COMMUNITYFEATURE ARTICLES

40 YEARS OF AIDS

by: Al Ballesteros

I remember when AIDS started in 1981, forty years ago. Many of us watched in fear for the next several years as the numbers increased and the news of this being a “fatal” illness became all too clear. It was a dark-time as the HIV virus infected tens of thousands of people before anyone knew what it was or how it was transmitted.

Our friends started to get sick and die. In the mid-late 80s, I got involved in activism like many others in the affected communities. I soon became employed in my first job at Being Alive: People with HIV/AIDS Action Coalition in Silver Lake as the Program Director.

In November of 1992 a group of people living with and affected by HIV / AIDS made this beautiful greeting card for newly elected President of the United States Bill Clinton. It was constructed with 4 feet x 8 feet foam core panels and put together on December 1, 1992, World AIDS Day. When assembled it stood 40 feet wide by 8 feet tall. It was signed by and on behalf of thousands of people living with and affected by the disease. This picture of the card is assembled from photographs taken in 1992.

Finger paint was used to help the infants and children living with AIDS sign the card. Many of their caregivers and parents signed next to the infant’s feet and hand prints.
The section of the card with the baby feet and hands was signed at the Los Angeles County Hospital.
The card was mailed to President Clinton in January of 2003. The President acknowledged the gift and said the card would be part of his presidential archives and put in his library after his presidency. Most of the people who I knew who signed the card have already died. There was no help for them despite the pleas for proper research, access to clinical trials and new drugs and access to health care in general.

In fact when President Clinton took office in January 1993, there were 310,680 cumulative cases of AIDS in the United States. There had been 191,824 deaths. Today, about 1.2 million Americans are living with HIV and about 750,000 have died. These numbers are likely under reported.

Robert Dal Porto, Board President of Being Alive wrote the following message on the card: “We have lost too many lives, too many years to AIDS while the White House has sat by and done nothing. You are our hope, please don’t let us down. In the name of those we have lost…” Robert passed from AIDS sometime around 2004/5 and was an activist until the end.

My good friend Sam Raygoza wrote: “Dear Mr. Clinton, Hope is it just another word with no meaning or perhaps the future for us. Do the right thing. Fight AIDS.” Sam died in 1997 from KS. He fought hard to get into clinical trials for KS and ultimately his body was too sick to benefit from the new drug cocktails.

Sam and I together organized trips to Washington DC, here in LA and California to advocate for people with AIDS. He became a board member of AltaMed Health Services when I was Director of HIV Services and made a difference through his work there. He eventually returned to Bakersfield to be with his family during the last months of his life.

Sam, Jose, Orlando, Joaquin, Ron, Simon and I were the initial organizers of the effort and designed the card.

I remember people wanted to sign the panel with the large ribbon.
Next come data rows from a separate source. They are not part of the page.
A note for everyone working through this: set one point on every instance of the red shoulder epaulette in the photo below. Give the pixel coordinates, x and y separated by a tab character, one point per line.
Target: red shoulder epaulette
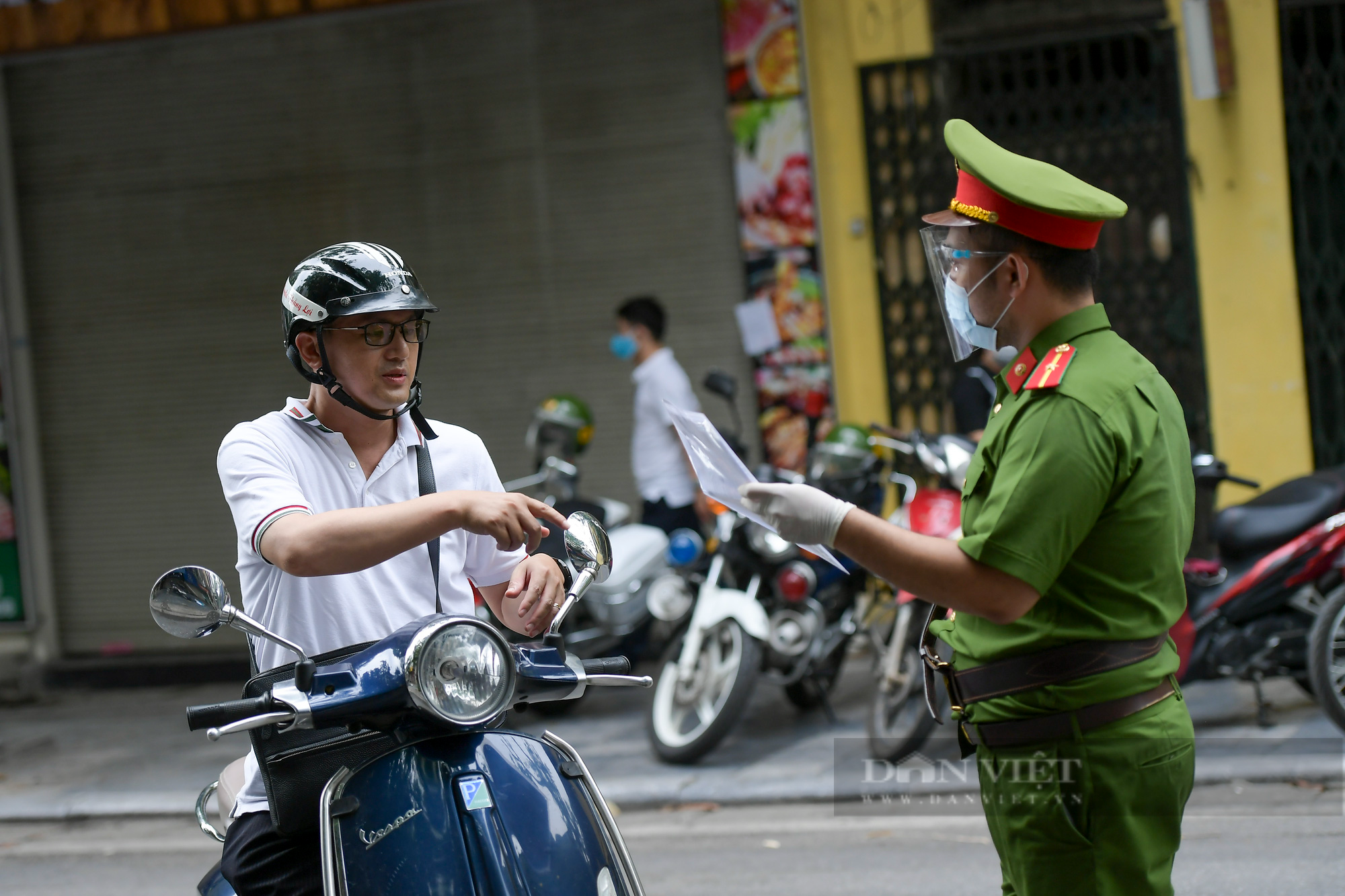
1052	368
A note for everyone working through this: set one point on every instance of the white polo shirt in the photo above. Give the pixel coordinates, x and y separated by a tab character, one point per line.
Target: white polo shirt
657	456
286	463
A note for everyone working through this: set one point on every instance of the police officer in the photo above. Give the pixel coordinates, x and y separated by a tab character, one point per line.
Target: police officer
1077	514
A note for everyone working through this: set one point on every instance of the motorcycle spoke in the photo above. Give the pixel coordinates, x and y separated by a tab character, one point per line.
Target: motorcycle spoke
707	709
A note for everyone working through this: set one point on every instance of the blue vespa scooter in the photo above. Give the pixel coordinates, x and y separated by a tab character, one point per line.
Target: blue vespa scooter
450	806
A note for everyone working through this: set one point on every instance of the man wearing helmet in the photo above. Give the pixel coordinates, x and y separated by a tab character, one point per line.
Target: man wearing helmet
333	506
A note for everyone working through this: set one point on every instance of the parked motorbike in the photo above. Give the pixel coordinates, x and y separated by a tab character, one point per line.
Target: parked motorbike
615	616
1265	594
899	721
455	805
762	608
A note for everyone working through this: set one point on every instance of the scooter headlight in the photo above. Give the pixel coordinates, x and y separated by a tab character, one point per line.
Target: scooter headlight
461	670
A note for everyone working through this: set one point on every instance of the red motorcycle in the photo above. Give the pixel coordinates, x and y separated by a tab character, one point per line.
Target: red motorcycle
1265	594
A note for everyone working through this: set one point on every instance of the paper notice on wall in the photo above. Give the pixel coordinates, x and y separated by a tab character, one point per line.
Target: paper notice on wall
722	471
757	325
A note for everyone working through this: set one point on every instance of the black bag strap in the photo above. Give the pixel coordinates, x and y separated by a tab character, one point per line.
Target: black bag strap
426	473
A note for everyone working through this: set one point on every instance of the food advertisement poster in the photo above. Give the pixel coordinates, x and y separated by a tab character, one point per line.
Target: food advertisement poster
773	170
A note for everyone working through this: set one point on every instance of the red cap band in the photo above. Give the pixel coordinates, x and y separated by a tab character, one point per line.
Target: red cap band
978	201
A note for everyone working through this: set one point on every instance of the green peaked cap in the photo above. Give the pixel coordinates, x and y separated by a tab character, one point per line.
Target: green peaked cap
1028	182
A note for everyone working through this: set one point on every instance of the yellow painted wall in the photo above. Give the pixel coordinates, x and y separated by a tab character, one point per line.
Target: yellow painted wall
840	36
1245	252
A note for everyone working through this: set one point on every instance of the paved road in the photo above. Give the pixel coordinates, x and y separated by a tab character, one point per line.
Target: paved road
1239	838
128	752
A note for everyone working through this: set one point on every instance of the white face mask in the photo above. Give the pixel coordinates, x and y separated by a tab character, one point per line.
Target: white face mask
958	302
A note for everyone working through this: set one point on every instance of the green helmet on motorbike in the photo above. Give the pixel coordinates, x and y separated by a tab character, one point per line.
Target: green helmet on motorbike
563	427
845	464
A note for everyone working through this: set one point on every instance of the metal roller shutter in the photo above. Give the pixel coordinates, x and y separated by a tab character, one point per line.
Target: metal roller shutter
535	162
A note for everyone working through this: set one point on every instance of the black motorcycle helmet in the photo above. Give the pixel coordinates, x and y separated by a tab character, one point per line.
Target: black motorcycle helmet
342	280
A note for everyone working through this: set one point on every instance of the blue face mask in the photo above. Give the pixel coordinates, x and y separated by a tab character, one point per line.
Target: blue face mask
958	303
623	346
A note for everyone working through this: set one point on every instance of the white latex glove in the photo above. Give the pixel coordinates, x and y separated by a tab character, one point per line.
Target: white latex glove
802	514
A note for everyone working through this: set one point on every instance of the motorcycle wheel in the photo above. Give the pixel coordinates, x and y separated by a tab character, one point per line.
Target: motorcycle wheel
808	692
689	720
1327	657
899	721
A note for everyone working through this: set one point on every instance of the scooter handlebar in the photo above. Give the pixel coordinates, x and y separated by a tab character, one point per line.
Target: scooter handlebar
220	715
607	666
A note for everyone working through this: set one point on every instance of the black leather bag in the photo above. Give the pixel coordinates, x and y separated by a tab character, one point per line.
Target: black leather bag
297	764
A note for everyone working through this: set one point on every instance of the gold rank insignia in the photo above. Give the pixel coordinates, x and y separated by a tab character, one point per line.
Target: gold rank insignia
1019	372
1052	368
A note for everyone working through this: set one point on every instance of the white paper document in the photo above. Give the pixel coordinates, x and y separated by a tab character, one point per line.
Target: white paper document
722	471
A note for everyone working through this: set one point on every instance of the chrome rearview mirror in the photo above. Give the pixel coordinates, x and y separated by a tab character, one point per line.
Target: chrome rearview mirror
588	546
591	553
193	602
190	602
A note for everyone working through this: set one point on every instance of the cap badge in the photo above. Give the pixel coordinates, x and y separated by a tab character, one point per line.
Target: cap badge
974	212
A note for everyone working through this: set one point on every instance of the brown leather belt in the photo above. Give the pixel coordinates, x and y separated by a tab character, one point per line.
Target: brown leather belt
1016	674
1058	725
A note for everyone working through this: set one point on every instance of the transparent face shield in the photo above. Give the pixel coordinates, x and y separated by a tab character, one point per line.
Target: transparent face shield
957	271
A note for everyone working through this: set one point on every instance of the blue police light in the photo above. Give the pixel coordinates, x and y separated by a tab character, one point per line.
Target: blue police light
685	548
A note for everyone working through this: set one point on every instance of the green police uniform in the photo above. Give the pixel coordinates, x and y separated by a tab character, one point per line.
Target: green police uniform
1081	487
They thought this was the strongest part of the message and the section the President would read: Heal the country and heal people living with HIV/AIDS. Almost 30 years after these messages and 40 years into the AIDS epidemic, we are not healed. The disease has become more entrenched in poor and minority communities and is just as deadly as it was 30 years ago for those with no health care access or those who do not find treatment. There is no talk of a cure and hopes for a vaccine have not materialized and one does not hear these talks any longer.

It might be shocking to some, but in Los Angeles County about 1,500 people become infected annually and there are an estimated 5,000 persons who are infected and do not know it and/or know it and avoid treatment. While in the early days, there was media coverage about the disease in papers and on TV but today there is no longer a sense of urgency. We spent trillions of dollars during the on-going Covid-19 pandemic to test, treat and prevent the disease and to develop and administer a vaccine. If a fraction of this effort could have been implemented over this last 40 years to battle HIV/AIDS, I wonder where we would be.

But why didn’t these investments happen? Did we just take the crumbs of funding given to us because we believed we could get nothing more? What happens from here and what will things look like on the 50th Anniversary of AIDS? Will there be tens of thousands of more infections or will we become more focused and diligent on demanding a renewed response from our community and the government that will finally drive this epidemic out of existence.